Reputation: 6259
I am working on a small research project. I am looking to write a program that a) Takes a large number of short texts (~100 words / several thousand texts) b) Identify keywords in the texts c) Presents all of them to a group of users who indicate if they found them interesting or not d) Have the software learn what keywords or combinations are likely to be preferable. Let's assume that the target group is uniform for this example.
Now, there are two main challenges. The first one I have an answer to, the second one I am looking for help with.
1) Keyword identification.

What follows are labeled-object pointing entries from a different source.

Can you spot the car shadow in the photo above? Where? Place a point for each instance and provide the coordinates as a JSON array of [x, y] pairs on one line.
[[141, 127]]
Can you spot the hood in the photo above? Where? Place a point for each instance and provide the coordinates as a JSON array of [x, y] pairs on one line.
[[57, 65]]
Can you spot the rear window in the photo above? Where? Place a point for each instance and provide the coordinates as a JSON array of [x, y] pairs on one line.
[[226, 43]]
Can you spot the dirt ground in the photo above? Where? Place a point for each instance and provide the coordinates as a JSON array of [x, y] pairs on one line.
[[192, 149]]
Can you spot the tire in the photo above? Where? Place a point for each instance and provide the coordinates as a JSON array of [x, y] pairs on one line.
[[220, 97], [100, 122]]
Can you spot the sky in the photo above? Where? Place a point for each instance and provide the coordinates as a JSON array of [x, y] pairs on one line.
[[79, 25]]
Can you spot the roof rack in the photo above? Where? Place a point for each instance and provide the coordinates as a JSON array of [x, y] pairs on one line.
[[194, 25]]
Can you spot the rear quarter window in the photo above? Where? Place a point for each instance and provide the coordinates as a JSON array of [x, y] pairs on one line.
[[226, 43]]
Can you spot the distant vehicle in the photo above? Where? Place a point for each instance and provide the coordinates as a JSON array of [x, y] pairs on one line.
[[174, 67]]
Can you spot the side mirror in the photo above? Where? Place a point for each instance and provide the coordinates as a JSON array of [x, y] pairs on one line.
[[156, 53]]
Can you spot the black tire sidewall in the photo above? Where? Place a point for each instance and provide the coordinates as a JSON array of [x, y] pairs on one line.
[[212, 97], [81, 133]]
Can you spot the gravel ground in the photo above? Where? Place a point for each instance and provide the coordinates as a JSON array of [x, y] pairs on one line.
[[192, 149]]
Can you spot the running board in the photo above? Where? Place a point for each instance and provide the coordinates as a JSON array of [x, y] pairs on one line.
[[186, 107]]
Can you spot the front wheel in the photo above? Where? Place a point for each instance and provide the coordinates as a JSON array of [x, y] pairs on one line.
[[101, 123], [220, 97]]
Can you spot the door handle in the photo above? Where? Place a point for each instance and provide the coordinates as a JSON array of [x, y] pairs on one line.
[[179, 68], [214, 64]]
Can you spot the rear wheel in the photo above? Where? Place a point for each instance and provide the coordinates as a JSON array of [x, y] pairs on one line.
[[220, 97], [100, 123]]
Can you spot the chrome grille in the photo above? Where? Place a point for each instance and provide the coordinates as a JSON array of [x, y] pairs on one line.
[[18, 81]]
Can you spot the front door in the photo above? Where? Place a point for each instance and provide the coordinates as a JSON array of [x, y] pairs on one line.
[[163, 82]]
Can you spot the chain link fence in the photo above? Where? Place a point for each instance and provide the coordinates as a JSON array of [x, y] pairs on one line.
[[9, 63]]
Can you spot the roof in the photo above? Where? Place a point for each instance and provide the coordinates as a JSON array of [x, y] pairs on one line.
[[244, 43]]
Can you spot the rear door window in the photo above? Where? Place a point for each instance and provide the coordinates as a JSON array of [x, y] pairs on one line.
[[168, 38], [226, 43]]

Reverse frequency analysis seems to be the way to go here. Identify those words that occur proportionally often in a given text when compared to all others. This has some drawbacks though as for example very common keywords may be overlooked.
2) How to prepare the data-set to be numeric. I could map keywords to input neurons and then adjust the value based on their relative frequency, but that limits the model and makes it hard to add new keywords. It also quickly becomes competitively expensive if we want to scale beyond a few dozen keywords.

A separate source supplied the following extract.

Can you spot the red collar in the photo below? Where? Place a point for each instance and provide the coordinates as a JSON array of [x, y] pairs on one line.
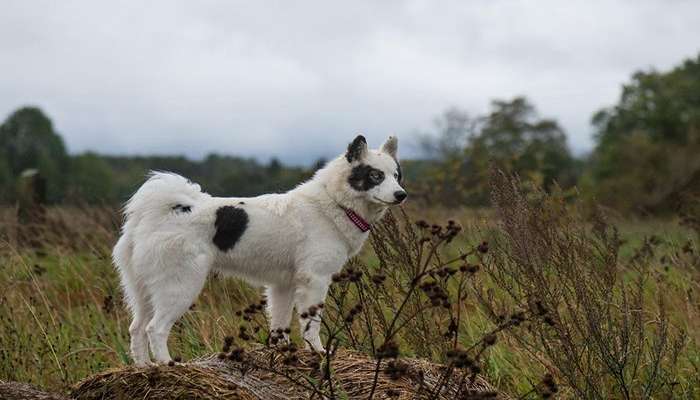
[[359, 222]]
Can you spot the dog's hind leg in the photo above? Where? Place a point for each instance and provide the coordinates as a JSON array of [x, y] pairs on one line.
[[310, 291], [171, 296], [136, 298], [280, 302], [141, 313]]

How would this problem commonly be addressed?
Upvotes: 2
Views: 256
Reputation: 16114
This is a way to start with:
1) Keyword identification. Reverse frequency analysis seems to be the way to go here. Identify those words that occur proportionally often in a given text when compared to all others. This has some drawbacks though as for example very common keywords may be overlooked.
You can skip this part in the first model you built. Treat the sentence as bag of words(n-grams) to simplify the first working model. If you want, you can add this as feature weight later.

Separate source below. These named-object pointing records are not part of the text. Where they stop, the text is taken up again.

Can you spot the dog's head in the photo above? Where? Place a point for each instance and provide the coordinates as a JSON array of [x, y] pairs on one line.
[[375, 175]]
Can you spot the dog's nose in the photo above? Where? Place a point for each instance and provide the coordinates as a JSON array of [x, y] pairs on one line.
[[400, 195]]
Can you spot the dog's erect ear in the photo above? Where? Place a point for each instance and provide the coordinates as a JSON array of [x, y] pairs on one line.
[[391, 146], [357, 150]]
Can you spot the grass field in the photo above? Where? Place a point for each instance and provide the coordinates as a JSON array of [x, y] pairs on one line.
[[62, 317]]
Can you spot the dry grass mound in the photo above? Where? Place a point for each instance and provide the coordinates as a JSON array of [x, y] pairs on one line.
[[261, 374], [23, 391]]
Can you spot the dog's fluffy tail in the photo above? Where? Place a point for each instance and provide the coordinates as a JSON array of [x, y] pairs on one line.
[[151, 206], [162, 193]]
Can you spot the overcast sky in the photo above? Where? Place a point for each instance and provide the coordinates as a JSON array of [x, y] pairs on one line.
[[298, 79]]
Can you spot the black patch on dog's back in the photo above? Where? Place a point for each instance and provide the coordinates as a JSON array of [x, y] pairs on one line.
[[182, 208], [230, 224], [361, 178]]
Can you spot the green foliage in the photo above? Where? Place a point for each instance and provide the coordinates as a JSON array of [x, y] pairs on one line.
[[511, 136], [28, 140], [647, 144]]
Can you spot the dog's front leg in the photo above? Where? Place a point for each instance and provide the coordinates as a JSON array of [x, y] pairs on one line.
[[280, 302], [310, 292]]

2) How to prepare the data-set to be numeric. I could map keywords to input neurons and then adjust the value based on their relative frequency, but that limits the model and makes it hard to add new keywords. It also quickly becomes competitively expensive if we want to scale beyond a few dozen keywords
You can just use a dictionary mapping n-grams to integer ids. For each training example, the feature would be sparse hence you have training examples like below:
34, 68, 79293, 23232 -> 0 (negative label)
340, 608, 3, 232 -> 1 (positive label)
Imagine you have a dictionary (or vocabulary) mapping:
3: foo
34: movie
68: in-stock
232: bar
340: barz
...
TO use neural networks, you will need to have an embedding layer to turn sparse features into dense features by aggregating (for instance, averaging) the embedding vectors of all features. Use the same example as above, suppose we just use 4-dimensional embedding:
34 -> [0.1, 0.2, -0.3, 0]
68 -> [0, 0.1, -0.1, 0.2]
79293 -> [0.3, 0.0, 0.12, 0]
23232 -> [0.4, 0.0, 0.0, 0]
------------------------------- sum
sum -> [0.8, 0.3, -0.28, 0.2]
------------------------------- L1-normalize
l1 -> [0.8, 0.3, -0.28, 0.2] ./ (0.8 + 0.3 + 0.28 + 0.2)
-> [0.51,0.19,-0.18,0.13]
At prediction time, you will need to use the dictionary and the same way of feature extraction (cleanup/n-gram generation/mapping n-gram to ids) so that your model understands the input.
Upvotes: 1
Reputation: 3550
You can simply use sklearn to learn a TFIDF bag of words model of your texts which returns a sparse matrix n_samplesxn_features like this:
from sklearn.feature_extraction.text import TfidfTransformer
vectorizer = TfidfTransformer(smooth_idf=False)
X_train = vectorizer.fit_transform(list_of_texts)
print(X_train.shape)
X_train is a scipy csr sparse matrix. If your NN implementation doesn't support sparse matrices you can convert it to a numpy dense matrix but it might fill your RAM; better to use an implementation that supports sparseinput (e.g. I know Lasagne/Theano does that).
After training, you can use the parameters of the NN to find out which features have a high/low weight and so are more/less important for the particular label.
Upvotes: 1